The cable crosses the plate horizontally, halfway up, without eccentricity in the thickness. The cross-sectional area of the cable is \({S}_{a}\mathrm{=}\mathrm{1,5}{.10}^{\mathrm{-}4}{m}^{2}\).
1.2. Material properties#
Concrete material constituting the plate: |
Young’s Module \({E}_{b}\mathrm{=}{3.10}^{10}\mathit{Pa}\) |
Steel material constituting the cable: |
Young’s Module \({E}_{a}\mathrm{=}\mathrm{2,1}{.10}^{11}\mathit{Pa}\) |
The Poisson’s ratio is taken to be equal to 0 for both materials; the direction of application of the normal force is thus preferred (direction \(x\)).
Since voltage losses are neglected, the various parameters used to estimate them are set to 0.
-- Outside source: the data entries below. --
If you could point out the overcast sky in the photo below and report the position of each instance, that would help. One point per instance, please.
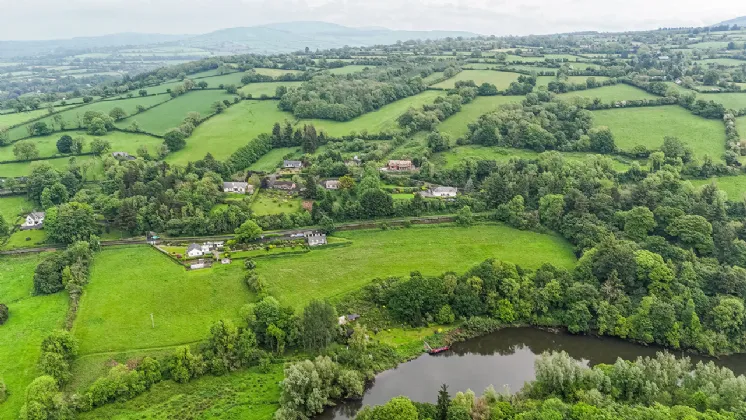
(51, 19)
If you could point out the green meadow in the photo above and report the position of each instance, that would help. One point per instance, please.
(31, 319)
(500, 79)
(115, 311)
(648, 126)
(294, 280)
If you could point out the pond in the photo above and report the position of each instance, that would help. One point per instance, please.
(504, 359)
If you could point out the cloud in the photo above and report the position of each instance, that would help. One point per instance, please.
(45, 19)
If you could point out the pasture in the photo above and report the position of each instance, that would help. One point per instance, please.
(648, 126)
(295, 280)
(128, 284)
(457, 124)
(171, 114)
(606, 94)
(31, 319)
(500, 79)
(222, 134)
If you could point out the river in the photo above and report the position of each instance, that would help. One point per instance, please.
(504, 359)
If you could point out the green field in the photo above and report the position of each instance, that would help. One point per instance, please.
(457, 125)
(648, 126)
(267, 88)
(171, 114)
(222, 134)
(72, 116)
(500, 79)
(503, 154)
(294, 280)
(31, 319)
(734, 186)
(735, 101)
(115, 310)
(120, 142)
(274, 203)
(606, 94)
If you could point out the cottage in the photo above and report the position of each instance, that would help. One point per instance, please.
(195, 250)
(123, 156)
(292, 164)
(238, 187)
(315, 239)
(34, 220)
(400, 165)
(331, 184)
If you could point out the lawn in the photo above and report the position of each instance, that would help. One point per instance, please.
(120, 142)
(31, 319)
(332, 272)
(222, 134)
(171, 114)
(11, 207)
(500, 79)
(457, 125)
(72, 117)
(648, 126)
(504, 154)
(274, 203)
(735, 101)
(270, 161)
(256, 90)
(606, 94)
(128, 284)
(734, 186)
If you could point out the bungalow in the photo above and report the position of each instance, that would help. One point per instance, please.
(400, 165)
(195, 250)
(315, 238)
(34, 220)
(331, 184)
(292, 164)
(238, 187)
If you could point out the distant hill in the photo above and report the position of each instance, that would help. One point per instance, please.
(272, 38)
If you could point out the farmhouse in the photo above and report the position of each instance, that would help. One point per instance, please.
(331, 184)
(238, 187)
(195, 250)
(400, 165)
(34, 220)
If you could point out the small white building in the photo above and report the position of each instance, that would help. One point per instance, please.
(195, 250)
(34, 220)
(238, 187)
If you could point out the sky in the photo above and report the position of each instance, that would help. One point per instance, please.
(55, 19)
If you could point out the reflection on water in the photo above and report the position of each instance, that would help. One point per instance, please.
(504, 359)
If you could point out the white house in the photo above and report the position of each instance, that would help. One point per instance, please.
(34, 220)
(195, 250)
(238, 187)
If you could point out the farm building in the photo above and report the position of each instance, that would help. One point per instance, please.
(238, 187)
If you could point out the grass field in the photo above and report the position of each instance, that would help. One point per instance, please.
(129, 284)
(503, 154)
(271, 160)
(500, 79)
(268, 88)
(606, 94)
(648, 127)
(271, 203)
(734, 186)
(120, 142)
(14, 206)
(294, 280)
(735, 101)
(171, 114)
(31, 319)
(222, 134)
(457, 125)
(72, 116)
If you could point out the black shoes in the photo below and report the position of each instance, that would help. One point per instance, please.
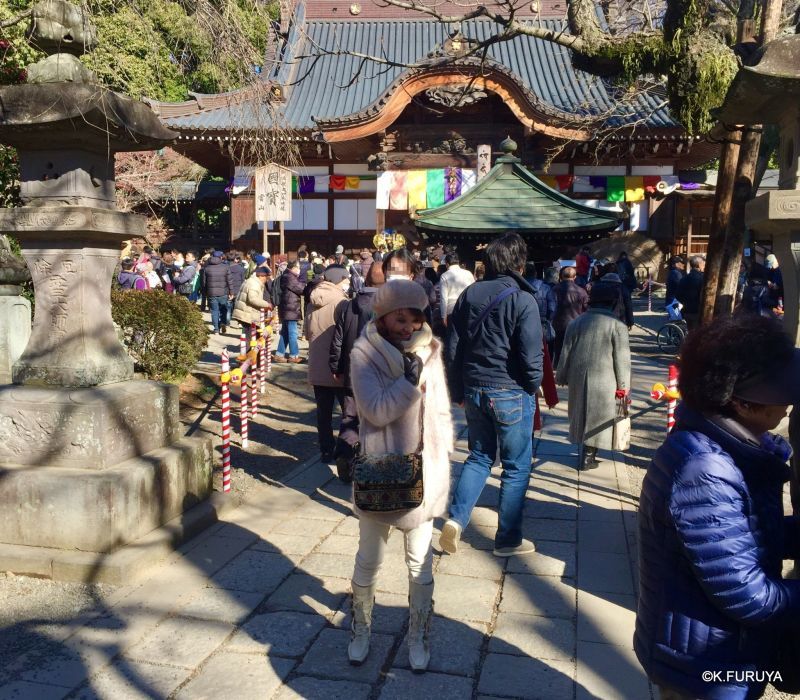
(589, 458)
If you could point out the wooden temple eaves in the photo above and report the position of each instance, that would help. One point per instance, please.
(533, 113)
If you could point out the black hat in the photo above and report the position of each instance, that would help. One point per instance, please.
(776, 386)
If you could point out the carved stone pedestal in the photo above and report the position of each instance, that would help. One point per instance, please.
(71, 253)
(15, 328)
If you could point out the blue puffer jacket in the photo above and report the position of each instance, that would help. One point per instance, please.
(712, 539)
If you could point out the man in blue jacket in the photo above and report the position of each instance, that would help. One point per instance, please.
(496, 373)
(714, 613)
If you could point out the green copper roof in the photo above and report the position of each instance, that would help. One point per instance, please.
(510, 198)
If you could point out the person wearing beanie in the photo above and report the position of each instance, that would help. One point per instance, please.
(328, 389)
(350, 319)
(250, 300)
(595, 363)
(401, 395)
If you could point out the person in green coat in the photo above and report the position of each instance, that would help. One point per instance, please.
(595, 363)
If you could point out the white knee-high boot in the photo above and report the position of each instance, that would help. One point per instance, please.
(420, 611)
(361, 612)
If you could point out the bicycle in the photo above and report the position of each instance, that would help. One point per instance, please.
(671, 335)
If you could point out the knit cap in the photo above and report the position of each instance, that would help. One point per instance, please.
(336, 273)
(399, 294)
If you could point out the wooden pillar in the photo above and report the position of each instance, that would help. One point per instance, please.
(719, 222)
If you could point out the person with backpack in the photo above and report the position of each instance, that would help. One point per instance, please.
(186, 279)
(291, 313)
(250, 301)
(496, 373)
(350, 319)
(622, 308)
(546, 300)
(128, 279)
(216, 282)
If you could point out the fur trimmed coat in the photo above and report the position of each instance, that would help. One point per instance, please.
(389, 411)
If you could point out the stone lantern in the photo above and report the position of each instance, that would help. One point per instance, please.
(90, 459)
(15, 310)
(769, 93)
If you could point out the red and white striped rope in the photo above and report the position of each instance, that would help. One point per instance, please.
(226, 423)
(244, 414)
(262, 354)
(254, 393)
(673, 384)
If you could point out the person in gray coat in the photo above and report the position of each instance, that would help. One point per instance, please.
(595, 364)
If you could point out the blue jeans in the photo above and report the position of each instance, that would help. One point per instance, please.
(495, 417)
(219, 312)
(288, 339)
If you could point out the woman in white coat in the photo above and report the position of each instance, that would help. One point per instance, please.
(399, 389)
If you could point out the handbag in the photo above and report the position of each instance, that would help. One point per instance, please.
(621, 440)
(390, 483)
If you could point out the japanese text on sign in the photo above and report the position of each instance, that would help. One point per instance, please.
(484, 160)
(273, 193)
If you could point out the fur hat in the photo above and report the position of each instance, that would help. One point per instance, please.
(399, 294)
(375, 276)
(336, 273)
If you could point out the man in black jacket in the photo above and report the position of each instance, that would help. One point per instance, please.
(216, 281)
(497, 372)
(690, 289)
(290, 312)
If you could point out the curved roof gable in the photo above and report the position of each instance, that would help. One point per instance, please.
(332, 90)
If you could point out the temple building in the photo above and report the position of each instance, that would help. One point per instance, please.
(380, 142)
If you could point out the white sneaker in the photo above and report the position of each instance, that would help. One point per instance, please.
(524, 547)
(448, 540)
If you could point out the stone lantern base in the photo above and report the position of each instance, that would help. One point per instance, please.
(94, 469)
(90, 459)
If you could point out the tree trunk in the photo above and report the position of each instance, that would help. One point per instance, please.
(772, 20)
(743, 190)
(724, 247)
(719, 223)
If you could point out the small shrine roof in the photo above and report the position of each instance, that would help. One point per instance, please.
(328, 90)
(511, 198)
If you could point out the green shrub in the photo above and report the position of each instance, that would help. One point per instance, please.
(164, 333)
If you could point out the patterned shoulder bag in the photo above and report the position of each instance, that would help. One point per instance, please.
(390, 483)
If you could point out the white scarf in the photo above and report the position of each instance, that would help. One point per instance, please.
(419, 344)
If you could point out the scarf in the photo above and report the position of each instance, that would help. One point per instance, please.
(419, 344)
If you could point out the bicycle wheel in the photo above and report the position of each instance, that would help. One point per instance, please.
(669, 338)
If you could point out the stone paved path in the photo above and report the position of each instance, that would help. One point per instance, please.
(256, 606)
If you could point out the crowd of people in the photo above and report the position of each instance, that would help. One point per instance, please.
(396, 338)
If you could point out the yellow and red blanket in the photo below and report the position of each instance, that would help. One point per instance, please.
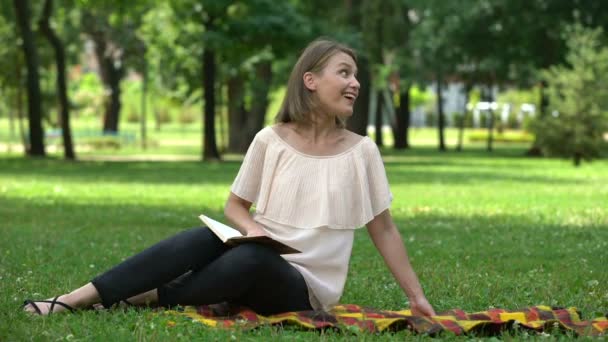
(489, 322)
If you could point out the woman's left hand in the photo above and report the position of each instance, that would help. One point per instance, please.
(421, 307)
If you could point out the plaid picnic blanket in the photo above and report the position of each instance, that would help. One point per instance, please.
(489, 322)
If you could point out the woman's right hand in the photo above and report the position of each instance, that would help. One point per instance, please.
(257, 231)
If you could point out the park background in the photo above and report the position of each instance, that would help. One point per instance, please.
(121, 121)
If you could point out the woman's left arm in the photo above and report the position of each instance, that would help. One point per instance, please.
(388, 241)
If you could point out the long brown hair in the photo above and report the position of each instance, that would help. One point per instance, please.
(299, 102)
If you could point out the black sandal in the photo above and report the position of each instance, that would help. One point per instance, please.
(52, 302)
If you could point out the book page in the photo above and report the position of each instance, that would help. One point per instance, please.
(223, 231)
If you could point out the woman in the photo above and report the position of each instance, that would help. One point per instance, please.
(312, 182)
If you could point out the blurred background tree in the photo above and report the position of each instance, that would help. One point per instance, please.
(578, 99)
(219, 68)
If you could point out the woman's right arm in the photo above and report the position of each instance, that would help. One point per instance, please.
(237, 212)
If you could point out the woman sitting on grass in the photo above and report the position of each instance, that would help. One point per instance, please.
(313, 183)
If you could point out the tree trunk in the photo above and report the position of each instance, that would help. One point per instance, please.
(259, 101)
(378, 119)
(461, 124)
(534, 150)
(111, 72)
(360, 119)
(11, 124)
(490, 99)
(236, 112)
(210, 151)
(403, 120)
(112, 112)
(62, 93)
(440, 116)
(144, 102)
(19, 106)
(36, 134)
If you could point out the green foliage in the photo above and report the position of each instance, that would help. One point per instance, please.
(578, 98)
(503, 136)
(86, 94)
(480, 233)
(517, 97)
(421, 97)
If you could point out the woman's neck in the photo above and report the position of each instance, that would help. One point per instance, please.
(320, 127)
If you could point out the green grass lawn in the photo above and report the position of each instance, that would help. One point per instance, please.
(483, 230)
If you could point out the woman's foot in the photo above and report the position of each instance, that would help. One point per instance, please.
(82, 297)
(47, 307)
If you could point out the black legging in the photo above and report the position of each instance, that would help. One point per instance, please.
(194, 267)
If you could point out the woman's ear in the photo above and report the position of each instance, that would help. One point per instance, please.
(309, 81)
1.3. Boundary conditions and loads#
The lower vertex of the left edge of the plate, that is, the origin node \((0;0)\), is embedded: all degrees of freedom of translation and rotation are blocked.
The upper vertex of this same left edge, i.e. node \((0;2)\), is supported bi-laterally: the blocked degrees of translational freedom are \(\mathit{DX}\) and \(\mathit{DZ}\).
A normal tensile force is applied to both ends of the cable (which are fixed to the concrete in \(A\) and \(B\)): \((–{F}_{0};0)\) at the node \(A\) \((0;1)\) and \(({F}_{0};0)\) at the node \(B\) \((2;1)\), with \({F}_{0}\mathrm{=}{2.10}^{5}N\).